Un retour à Dieu et à la vie
Mon corps rongé de fièvre, éteint par la souffrance,
N’attendait déjà plus que l’heure du trépas ;
Et mon œil affaibli perdant toute espérance,
Ne voyait que l’abîme entrouvert sous mes pas.
« Le printemps renaissait, les fleurs allaient éclore
« Et les joyeux mortels s’apprêtaient au plaisir ;
« Les jardins et les bois reverdissaient encore ;
« Et moi, privé de tout, j’allais bientôt mourir !

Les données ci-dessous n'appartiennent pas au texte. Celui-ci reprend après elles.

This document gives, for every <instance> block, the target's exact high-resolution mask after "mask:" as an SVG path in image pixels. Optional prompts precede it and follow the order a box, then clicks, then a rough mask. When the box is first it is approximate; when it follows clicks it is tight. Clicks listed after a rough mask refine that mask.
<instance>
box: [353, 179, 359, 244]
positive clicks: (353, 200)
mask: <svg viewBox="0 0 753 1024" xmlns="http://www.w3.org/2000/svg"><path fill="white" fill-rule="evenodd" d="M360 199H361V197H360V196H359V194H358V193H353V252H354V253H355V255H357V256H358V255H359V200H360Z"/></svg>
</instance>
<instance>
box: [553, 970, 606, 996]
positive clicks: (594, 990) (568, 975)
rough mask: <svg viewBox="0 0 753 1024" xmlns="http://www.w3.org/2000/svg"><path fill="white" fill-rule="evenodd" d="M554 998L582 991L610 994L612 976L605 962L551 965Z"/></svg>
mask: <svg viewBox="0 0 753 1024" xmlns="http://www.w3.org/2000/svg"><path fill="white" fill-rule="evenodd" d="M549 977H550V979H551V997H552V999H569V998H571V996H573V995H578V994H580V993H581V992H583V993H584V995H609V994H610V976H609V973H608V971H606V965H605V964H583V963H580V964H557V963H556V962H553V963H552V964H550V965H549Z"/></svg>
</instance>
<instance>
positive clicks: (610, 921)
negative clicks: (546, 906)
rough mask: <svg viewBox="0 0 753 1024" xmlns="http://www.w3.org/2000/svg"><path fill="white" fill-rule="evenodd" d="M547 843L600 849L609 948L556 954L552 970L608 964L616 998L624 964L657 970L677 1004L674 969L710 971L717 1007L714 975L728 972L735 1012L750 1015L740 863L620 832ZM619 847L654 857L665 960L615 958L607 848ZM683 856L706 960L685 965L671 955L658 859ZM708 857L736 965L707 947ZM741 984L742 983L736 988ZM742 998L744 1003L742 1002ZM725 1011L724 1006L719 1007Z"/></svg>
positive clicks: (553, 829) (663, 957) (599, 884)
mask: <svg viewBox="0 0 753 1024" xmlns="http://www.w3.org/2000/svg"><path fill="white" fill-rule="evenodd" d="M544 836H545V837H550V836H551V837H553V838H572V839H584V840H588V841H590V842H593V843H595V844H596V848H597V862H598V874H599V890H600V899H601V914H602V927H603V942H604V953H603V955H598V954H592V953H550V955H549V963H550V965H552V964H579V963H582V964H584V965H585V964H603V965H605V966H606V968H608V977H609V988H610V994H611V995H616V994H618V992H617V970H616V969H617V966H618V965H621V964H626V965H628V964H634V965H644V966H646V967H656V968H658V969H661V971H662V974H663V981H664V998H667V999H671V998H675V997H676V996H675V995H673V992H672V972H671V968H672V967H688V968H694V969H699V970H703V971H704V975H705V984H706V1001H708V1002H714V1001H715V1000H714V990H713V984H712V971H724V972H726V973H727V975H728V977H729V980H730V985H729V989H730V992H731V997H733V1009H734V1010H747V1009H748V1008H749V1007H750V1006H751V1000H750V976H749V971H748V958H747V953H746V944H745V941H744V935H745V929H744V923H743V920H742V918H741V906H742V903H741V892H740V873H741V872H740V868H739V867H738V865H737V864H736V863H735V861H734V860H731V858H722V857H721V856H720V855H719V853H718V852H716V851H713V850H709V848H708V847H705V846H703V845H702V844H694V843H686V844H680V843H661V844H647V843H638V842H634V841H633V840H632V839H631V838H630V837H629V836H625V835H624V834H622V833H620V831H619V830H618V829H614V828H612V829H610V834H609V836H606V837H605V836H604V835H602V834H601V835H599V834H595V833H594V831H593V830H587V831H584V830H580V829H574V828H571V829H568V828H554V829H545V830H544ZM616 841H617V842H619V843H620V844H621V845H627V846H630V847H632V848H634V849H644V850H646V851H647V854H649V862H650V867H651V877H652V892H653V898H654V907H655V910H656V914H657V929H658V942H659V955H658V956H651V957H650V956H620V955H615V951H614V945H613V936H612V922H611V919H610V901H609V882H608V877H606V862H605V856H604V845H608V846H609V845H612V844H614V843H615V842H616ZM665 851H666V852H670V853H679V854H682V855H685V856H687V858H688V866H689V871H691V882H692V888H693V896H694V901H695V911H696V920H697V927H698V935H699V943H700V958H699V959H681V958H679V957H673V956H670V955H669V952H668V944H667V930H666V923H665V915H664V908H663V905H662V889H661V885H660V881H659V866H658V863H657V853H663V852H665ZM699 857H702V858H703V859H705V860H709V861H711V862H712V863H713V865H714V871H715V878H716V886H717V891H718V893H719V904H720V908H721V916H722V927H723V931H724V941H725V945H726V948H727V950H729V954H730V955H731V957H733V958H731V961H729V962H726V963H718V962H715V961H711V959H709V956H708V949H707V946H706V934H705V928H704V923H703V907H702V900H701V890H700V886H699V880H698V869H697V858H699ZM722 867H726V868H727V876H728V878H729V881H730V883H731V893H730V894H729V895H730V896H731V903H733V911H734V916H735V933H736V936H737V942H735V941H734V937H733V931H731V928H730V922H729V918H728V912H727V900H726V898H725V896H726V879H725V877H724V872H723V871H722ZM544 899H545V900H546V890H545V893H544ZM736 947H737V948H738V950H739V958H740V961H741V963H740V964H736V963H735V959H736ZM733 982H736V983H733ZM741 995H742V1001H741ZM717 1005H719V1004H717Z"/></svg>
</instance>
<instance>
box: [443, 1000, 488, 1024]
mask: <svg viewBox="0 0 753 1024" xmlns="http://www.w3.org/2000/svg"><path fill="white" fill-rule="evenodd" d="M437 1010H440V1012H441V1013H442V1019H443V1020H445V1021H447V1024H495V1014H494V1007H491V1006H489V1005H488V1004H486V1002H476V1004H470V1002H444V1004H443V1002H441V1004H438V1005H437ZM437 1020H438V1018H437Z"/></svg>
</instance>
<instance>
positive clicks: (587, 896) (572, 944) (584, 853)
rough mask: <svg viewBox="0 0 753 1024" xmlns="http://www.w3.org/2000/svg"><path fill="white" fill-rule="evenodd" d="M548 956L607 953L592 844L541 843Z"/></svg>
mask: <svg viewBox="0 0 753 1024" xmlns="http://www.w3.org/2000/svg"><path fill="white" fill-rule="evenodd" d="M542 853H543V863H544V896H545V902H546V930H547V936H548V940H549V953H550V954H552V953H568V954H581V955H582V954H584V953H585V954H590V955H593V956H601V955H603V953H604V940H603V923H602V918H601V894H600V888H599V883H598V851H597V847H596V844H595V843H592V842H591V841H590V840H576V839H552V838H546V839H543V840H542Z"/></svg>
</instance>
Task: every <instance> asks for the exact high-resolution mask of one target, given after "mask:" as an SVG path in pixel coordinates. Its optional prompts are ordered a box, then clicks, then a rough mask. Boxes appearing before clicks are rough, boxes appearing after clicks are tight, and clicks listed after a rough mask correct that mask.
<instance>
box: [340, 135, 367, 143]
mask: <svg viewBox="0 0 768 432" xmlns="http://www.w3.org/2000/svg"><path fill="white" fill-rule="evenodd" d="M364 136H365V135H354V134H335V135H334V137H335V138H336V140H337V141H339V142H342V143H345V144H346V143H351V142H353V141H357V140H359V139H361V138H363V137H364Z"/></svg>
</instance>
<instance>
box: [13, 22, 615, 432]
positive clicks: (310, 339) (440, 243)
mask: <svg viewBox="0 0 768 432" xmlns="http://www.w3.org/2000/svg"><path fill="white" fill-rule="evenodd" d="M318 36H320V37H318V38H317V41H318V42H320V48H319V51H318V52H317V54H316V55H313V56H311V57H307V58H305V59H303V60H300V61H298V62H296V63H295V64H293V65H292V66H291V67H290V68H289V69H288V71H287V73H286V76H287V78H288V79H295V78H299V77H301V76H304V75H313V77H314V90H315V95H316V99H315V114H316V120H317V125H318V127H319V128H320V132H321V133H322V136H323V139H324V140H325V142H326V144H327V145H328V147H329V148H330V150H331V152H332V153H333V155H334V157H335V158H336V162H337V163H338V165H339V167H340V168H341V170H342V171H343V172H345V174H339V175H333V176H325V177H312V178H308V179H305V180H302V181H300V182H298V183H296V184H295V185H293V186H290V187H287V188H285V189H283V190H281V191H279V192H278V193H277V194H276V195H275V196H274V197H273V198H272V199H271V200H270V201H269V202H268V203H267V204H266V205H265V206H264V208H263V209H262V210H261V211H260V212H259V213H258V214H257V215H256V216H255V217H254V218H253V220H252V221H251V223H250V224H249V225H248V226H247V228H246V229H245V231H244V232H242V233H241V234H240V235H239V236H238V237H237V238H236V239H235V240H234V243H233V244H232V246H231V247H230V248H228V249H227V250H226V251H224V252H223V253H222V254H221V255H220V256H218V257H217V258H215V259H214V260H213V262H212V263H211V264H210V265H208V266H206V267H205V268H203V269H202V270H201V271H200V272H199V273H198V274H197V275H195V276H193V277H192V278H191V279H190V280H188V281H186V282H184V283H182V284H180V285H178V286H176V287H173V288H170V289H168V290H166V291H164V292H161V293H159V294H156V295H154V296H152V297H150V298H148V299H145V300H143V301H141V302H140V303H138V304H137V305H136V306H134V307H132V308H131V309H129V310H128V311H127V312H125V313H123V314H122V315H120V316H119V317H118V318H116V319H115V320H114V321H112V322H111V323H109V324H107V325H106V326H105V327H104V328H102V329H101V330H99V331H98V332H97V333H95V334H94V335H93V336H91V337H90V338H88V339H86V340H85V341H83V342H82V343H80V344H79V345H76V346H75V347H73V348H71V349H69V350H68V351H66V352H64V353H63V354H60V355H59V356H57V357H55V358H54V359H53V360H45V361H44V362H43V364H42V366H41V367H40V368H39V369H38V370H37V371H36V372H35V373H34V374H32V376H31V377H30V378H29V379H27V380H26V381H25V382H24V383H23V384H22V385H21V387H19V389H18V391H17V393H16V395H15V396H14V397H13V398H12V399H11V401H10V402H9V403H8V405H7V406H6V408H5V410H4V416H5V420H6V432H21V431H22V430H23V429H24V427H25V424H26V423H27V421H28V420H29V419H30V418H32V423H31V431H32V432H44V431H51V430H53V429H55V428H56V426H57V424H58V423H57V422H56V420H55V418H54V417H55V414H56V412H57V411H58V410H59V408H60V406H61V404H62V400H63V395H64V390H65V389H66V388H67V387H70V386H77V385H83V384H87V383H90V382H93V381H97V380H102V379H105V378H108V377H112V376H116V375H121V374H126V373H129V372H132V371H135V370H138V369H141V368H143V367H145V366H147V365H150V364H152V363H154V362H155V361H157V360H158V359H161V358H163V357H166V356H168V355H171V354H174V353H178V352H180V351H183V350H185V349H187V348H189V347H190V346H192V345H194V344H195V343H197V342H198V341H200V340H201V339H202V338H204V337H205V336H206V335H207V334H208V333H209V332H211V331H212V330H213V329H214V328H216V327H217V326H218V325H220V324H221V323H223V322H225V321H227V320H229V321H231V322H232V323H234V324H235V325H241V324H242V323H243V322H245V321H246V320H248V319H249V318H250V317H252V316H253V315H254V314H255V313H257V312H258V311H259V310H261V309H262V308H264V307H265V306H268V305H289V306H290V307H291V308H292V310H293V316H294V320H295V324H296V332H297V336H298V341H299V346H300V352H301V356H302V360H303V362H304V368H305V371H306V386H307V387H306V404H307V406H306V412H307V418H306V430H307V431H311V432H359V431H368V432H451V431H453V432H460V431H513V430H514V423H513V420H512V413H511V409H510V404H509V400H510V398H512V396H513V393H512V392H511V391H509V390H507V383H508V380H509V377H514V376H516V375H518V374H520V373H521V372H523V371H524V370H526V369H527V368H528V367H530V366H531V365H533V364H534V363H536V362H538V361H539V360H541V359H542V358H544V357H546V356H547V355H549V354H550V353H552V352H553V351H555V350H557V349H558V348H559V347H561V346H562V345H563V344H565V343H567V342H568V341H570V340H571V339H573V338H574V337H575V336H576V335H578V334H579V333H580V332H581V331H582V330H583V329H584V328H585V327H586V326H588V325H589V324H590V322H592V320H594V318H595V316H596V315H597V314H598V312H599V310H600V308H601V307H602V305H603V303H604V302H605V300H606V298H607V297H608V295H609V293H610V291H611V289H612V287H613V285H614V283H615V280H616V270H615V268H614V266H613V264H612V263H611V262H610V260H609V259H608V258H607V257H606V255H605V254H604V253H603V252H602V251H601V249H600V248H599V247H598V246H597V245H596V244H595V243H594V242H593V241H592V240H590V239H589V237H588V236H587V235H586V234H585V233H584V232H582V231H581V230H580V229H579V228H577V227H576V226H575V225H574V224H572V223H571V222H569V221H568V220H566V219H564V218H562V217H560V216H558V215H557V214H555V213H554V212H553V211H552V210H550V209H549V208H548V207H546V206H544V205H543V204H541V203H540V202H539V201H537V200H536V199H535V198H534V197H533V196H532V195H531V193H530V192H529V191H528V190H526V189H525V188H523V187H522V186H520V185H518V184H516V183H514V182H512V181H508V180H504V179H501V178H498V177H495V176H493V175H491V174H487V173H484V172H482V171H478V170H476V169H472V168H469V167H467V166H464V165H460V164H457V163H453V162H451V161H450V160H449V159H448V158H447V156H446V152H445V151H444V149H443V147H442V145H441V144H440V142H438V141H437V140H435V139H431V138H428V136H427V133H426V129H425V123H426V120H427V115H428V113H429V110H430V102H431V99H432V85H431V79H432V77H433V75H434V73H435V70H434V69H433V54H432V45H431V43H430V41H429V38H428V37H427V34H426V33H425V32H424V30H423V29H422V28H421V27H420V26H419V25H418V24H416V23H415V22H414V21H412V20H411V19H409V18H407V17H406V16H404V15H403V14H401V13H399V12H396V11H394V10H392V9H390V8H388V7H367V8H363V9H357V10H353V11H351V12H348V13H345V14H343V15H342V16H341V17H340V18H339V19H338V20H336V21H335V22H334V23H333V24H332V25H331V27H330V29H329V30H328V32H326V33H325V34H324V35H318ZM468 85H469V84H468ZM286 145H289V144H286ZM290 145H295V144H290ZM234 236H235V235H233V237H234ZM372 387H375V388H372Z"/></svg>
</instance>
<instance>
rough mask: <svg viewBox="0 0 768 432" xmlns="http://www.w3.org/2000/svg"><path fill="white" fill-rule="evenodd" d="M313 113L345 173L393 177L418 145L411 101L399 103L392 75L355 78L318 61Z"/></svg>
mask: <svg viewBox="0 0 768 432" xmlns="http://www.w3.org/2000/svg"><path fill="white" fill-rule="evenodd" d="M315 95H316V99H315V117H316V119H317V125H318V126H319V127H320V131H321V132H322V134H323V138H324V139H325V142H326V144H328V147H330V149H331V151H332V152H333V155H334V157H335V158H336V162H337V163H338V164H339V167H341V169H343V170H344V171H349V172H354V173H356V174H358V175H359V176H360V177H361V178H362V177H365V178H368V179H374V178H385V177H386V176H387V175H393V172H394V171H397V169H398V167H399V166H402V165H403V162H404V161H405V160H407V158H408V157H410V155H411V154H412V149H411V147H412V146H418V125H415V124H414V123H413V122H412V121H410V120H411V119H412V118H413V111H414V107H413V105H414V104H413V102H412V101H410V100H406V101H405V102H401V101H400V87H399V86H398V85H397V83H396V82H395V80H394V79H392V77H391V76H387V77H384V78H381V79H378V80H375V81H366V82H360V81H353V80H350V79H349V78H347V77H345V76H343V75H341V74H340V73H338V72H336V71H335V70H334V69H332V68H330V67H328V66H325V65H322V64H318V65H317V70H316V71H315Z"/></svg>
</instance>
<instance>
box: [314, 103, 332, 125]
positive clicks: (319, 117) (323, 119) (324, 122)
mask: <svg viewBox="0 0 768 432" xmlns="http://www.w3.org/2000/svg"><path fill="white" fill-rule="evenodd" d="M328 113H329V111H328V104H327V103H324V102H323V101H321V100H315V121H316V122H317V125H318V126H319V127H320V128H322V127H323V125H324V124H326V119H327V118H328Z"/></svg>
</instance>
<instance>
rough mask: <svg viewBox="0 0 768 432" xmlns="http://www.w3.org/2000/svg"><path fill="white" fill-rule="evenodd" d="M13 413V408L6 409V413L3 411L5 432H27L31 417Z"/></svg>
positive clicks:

À tout instant, hélas ! ces sinistres pensées
S’en revenaient en foule effrayer mon esprit ;
Puis, je me rappelais mes ivresses passées,
Ô ciel... ce n’était plus qu’un beau songe qui fuit !
Adieu, disais-je, aussi, mes amis, je succombe...
Nous que recouvre encor le voile des malheurs !
Quand je ne serai plus, ô, venez sur ma tombe,
En souvenir de moi répandre quelques pleurs !
Combien de fois, hélas ! au milieu des alarmes,
J’implorai de mon Dieu la suprême pitié !
Le cœur gros de soupirs, les yeux baignés de larmes.
Combien de fois aussi je me suis écrié :
« Je reconnais, seigneur, la grandeur de mes crimes ;
« J’ai mérité les maux que tu me fais souffrir.
« Et vois s’ouvrir, déjà, sous moi les noirs abîmes
« Mais rejetteras-tu les fleurs du repentir !....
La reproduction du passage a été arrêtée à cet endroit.